The following are the top stories in the Maltese and overseas press.

Times of Malta says that the reform of the drugs laws is not expected to lead to a rise in abuse.

The Malta Independent features comments by a Dutch man who stands accused of having raped a Maltese woman.

MaltaToday leads with plans for a tax rebate on private health insurance, announced by the parliamentary secretary for health on Monday.

In-Nazzjon says a Labour activist created an incident on the Gozo ferry.

l-orizzont quotes GWU General Secretary Tony Zarb saying workers should not be made to pay for crises which they had not created. It also says several Lidl prices in Malta are almost twice those in Italy.

The overseas press

As the European Union demanded answers as to how the Ebola virus spread in a Spanish specialised disease unit, El Pais reports three more people have been placed under quarantine at the Madrid hospital where a Spanish nurse became infected, while more than 50 other people are being monitored. Officials in Madrid also got a court order to euthanize the pet of the Spanish nurse because of the chance the animal might spread the disease.

Cadena SER radio says about 20 health care workers at the hospital have protested amid claims by nursing union officials that Spain was not giving them enough training and the most modern Ebola protection equipment.

Euronews reports some parents at a school near Paris have taken their children out of classes after learning that three boys recently returned from Guinea. The boys, now in quarantine for three weeks, show no symptoms and are not considered contagious.

Meanwhile, Aftenposten says a 30-year-old Norwegian woman working in Sierra Leone for Doctors Without Borders has been brought home for treatment for Ebola. The worker was placed in isolation.

According to Libya Herald, dozens of corpses of migrants have been washed ashore in an area west of Tripoli. They are thought to be victims of the boat that sank last Friday with 250 people on board. Only 120 were rescued.

Xinhua reports one person has died and 324 others were injured after a 6.6-magnitude quake jolted southwest China’s Yunnan Province last night. According to local government officials, 56,880 of a population of 92,700 in Jinggu were affected, and have been relocated.

Al Wasat says the Libyan government has released 19 Ukrainians, three Byelorussians and two Russians, imprisoned for three years ago for being supporters of the late dictator, Muammar Gaddafi. The two Russians had been sentenced to 61 years and 53 years respectively.

Gazete Oku quotes the Turkish President saying Islamic State fighters were poised to capture the strategic Syrian town of Kobane on the Turkish border, as Kurdish forces battled to expel the extremists from their footholds on the outskirts.  

Al Babwaba says the Hezbollah have claimed responsibility for yesterday's attack on the Israeli-Lebanese border in which two soldiers were wounded. This is the first time Hezbollah has claimed responsibility for an attack on Israel since 2006. Hezbollah militants exploded a bomb while Israel answered with artillery fire.  

The Associated Press reports a North Korean official publicly acknowledged to the international community the existence of his country’s “reform through labour” camps – a statement that appeared to come in response to a highly-critical UN human rights report earlier this year.  

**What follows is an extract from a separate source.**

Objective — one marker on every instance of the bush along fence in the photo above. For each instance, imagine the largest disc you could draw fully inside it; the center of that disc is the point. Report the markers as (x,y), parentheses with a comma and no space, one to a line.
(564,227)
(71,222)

Aftonbladet says the 2014 Nobel Prize for Physics has been awarded to two Japanese scientists, Isamu Akasaki and Hiroshi Amano, and US researcher, Shuji Nakamura, for having invented LED (Light Emitting Diodes) lights – a technological breakthrough that maximises energy efficiency and saving.

AGI reports Italian Interior Minister Angelino Alfano has lit a firestorm of protest by ordering the annulment of foreign gay-marriage registrations, with Bologna among the cities saying they would defy the order. 

Times of India reports the beheaded body of a 15-year-old girl has been found in a forest in the State of Meghalaya. The girl’s naked body was without arms and had been burnt. It is thought she was raped before being murdered. Police in the area arrested the girl’s father following numerous charges of sexual abuse of the girl.

Sweden Globe says the world’s first baby born from a transplanted womb is soon to have company as two more women who became pregnant after having transplants are due in the next few weeks.  

USA Today reports a four-year-old girl passed out packets of heroin she found in her mother’s backpack to her friends in a US nursery, believing them to contain sweets.